How can 31,000 ft be zero ISA? It should be -47C (-53F.)
You'll never get the engines tuned at zero and 31K ft.
Here's how to calibrate FSX for engine testing:
In the Weather tab, select the Clear theme.
Do not use real world weather and disable "changes over time"
No Winds. You can add clouds for interest if you like, but NO Turbulence.
I keep it clear and do my tests taking off toward ocean to increase frame rates
and reduce per restore loading time.
Now select User Defined, Customize and Advanced.
In the Temp tab,
Ground level = 15C (59F)
These two set a stagnant Troposphere:
Create a 35,100 foot level and set it to -56.5C = (-70F)
Create a 65,617 foot level and set it to -56.5C (-70F)
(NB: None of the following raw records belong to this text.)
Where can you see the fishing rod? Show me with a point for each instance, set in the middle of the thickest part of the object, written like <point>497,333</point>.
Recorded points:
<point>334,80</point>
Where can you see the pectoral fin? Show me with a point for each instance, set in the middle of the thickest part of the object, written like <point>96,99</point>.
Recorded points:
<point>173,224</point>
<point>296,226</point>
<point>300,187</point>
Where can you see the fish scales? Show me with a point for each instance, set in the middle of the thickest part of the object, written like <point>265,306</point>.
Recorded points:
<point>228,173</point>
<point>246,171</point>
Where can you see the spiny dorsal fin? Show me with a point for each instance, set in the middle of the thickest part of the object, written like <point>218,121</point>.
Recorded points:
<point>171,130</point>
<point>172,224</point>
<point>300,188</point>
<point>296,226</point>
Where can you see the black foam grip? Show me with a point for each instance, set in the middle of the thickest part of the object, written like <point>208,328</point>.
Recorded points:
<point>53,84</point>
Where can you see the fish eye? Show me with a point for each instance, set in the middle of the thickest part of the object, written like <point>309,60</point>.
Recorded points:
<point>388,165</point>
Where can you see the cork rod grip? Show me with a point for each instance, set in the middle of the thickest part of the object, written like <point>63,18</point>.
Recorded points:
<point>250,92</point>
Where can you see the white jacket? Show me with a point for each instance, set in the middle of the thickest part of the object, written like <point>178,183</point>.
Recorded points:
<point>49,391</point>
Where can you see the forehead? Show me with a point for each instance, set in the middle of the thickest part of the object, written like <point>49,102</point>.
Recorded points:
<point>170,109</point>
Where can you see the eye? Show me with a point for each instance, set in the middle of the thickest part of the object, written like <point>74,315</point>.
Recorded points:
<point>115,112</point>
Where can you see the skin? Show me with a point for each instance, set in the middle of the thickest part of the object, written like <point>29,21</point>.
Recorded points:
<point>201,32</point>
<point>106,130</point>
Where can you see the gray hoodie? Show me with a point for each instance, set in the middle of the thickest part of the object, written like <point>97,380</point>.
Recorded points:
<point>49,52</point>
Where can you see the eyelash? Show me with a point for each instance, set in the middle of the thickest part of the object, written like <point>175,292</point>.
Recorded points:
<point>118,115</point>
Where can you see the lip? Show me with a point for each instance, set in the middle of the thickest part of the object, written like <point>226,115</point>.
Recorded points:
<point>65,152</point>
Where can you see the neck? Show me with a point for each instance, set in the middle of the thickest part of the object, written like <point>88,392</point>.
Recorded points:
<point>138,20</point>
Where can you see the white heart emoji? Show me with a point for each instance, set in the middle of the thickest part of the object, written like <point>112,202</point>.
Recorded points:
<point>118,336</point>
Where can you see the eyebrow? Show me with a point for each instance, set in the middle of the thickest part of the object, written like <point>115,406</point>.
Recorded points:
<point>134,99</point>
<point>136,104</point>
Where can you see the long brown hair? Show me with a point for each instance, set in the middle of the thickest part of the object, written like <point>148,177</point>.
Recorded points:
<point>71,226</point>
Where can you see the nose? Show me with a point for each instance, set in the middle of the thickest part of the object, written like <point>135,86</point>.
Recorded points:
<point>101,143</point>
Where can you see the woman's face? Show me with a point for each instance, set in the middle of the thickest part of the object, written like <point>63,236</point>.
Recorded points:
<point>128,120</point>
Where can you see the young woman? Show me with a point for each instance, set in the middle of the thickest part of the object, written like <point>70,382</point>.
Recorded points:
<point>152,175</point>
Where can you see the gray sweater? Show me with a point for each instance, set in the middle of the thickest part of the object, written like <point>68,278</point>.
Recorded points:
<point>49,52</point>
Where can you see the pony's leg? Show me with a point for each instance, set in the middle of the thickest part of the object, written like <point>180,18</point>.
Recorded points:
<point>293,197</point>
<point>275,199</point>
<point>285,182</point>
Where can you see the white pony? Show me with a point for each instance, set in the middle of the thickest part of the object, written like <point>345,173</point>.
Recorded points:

End of stagnation, beginning of 1 degree lapse rate:
Create a 80K ft level and set it to -52C = -62F
Make all the dew points 1 or more degrees colder than the temperature.
Now with a working (default) 737, climb to a normal test altitude you will use a lot, or several of them on your way up.
These all need to be made in one continuous flight.
At each altitude, create a saved flight and name them appropriately noting altitude, temperature and speed.
In the future, you can restore these flights, and change to the plane you want to test.
If you want to avoid changing planes every test restore, you'll need to create a take off and climb profile save set for your
test plane.
Note: If you do not do it this way and try to create saved flights from a condition where the plane did NOT
ORIGINATE on the ground, FSX will destroy the weather you created every 60 miles and return the calibrated
temperatures to the default FSX clear which sets and caps ISA at 35,000 ft and -56.5C. Only flights were the weather conditions
were created on the ground will remain intact as set in the UI. For planes which never exceed 35K ft, just setting the Clear theme is enough.
An alternative is the use Active Sky Next in manual global mode to do this, but the upper altitudes above 50K ft are a bit buggy in the ASN UI.